Lettre sur la littérature russe par Valère Brussov
Première parution : Le Beffroi, 1905.
Après l’épanouissement du roman qui, vers 1860 et 1870, fut représenté par Dostoïevsky, par Tourguénieff et par Tolstoy, la littérature russe tomba en déchéance. Pas un talent vraiment remarquable (excepté toutefois Vsevolode Garchine, mort tout jeune) n’a paru pendant ce temps. Mais les dernières années du siècle passé furent pour les lettres russes une époque de renouveau.
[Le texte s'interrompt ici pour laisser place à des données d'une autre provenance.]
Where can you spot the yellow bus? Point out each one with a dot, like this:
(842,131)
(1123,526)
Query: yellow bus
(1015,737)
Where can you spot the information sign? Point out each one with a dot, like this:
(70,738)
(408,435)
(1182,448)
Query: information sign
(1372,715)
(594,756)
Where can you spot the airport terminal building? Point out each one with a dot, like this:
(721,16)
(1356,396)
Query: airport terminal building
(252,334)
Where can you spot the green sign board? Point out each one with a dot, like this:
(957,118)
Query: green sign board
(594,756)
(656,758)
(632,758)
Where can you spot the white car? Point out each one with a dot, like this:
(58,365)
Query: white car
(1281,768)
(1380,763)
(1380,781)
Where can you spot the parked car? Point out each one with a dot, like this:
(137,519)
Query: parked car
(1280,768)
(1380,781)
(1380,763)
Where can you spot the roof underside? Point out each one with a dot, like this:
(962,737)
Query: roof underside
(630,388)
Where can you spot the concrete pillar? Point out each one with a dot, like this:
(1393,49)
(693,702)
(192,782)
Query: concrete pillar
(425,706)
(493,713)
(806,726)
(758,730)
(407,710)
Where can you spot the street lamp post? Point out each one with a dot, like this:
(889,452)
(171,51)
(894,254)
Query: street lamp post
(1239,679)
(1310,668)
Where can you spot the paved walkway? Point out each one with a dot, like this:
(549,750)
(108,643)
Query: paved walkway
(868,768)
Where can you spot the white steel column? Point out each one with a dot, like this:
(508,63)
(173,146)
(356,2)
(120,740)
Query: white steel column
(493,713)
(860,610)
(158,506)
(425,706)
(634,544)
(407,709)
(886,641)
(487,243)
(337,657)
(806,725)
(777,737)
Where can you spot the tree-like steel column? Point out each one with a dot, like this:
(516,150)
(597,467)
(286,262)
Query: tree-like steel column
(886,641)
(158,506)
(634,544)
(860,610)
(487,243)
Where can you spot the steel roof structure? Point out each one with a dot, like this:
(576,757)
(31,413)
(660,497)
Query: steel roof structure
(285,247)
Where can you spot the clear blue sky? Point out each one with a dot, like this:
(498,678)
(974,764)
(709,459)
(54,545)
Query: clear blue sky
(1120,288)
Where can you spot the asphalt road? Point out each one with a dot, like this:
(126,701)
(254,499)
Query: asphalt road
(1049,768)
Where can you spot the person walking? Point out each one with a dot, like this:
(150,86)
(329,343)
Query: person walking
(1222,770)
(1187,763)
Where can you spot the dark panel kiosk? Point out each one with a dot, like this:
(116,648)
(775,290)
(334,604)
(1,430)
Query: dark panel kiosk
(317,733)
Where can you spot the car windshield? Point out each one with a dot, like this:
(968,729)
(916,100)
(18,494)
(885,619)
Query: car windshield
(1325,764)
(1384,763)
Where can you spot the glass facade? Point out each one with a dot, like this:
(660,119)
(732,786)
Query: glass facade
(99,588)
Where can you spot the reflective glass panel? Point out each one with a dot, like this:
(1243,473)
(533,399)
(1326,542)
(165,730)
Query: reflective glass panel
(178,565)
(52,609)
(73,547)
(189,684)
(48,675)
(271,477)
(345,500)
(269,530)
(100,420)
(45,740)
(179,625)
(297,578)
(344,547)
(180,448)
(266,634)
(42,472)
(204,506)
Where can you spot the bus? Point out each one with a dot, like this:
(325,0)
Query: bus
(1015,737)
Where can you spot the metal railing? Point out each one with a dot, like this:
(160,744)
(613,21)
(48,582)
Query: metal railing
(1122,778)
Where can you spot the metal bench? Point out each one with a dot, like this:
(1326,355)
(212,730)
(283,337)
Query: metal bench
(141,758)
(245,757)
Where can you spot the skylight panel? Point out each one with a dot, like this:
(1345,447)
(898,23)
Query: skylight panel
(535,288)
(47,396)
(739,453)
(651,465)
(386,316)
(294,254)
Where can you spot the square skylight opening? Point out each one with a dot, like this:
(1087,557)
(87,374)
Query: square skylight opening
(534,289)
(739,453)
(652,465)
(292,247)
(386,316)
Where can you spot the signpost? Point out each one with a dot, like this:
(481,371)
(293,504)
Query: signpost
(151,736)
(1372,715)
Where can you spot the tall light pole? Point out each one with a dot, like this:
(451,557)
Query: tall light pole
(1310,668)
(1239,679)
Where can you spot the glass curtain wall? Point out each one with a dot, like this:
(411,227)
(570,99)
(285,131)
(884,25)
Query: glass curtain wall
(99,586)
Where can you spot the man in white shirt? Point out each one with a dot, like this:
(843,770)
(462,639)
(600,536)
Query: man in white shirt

Le mouvement le plus connu à l’étranger est celui auquel se rattache le nom de Maxime Gorky. Ses œuvres eurent un grand succès en Allemagne et parurent également dans quelques éditions françaises (entre autres dans celles du « Mercure de France »). Gorky est incontestablement un talent original ; on rencontre dans ses récits des types surprenants, mais il lui manque la profondeur de perception et la largeur des horizons. Le succès dont jouissent ses œuvres est exclusivement dû au milieu qu’elles dépeignent. Mais les mêmes types, à se répéter toujours dans ses livres, finissent par fatiguer. Son procédé est purement romantique, et ce romantisme est parfois de mauvais goût. Ce dernier temps, ayant abandonné la nouvelle, Gorky s’est livré au théâtre. Son chef-d’oeuvre dramatique, Les Bas Fonds, n’est qu’une série de scènes dialoguées tirées de ses romans. Quant à son drame, Les Habitants des Villas, il ne s’élève pas au-dessus de la médiocrité. L’Homme, un poème en prose, paru l’automne dernier, est un assemblage d’exclamations de rhétorique, un pêle-mêle d’idées mal comprises de Nietzsche et de Carlile.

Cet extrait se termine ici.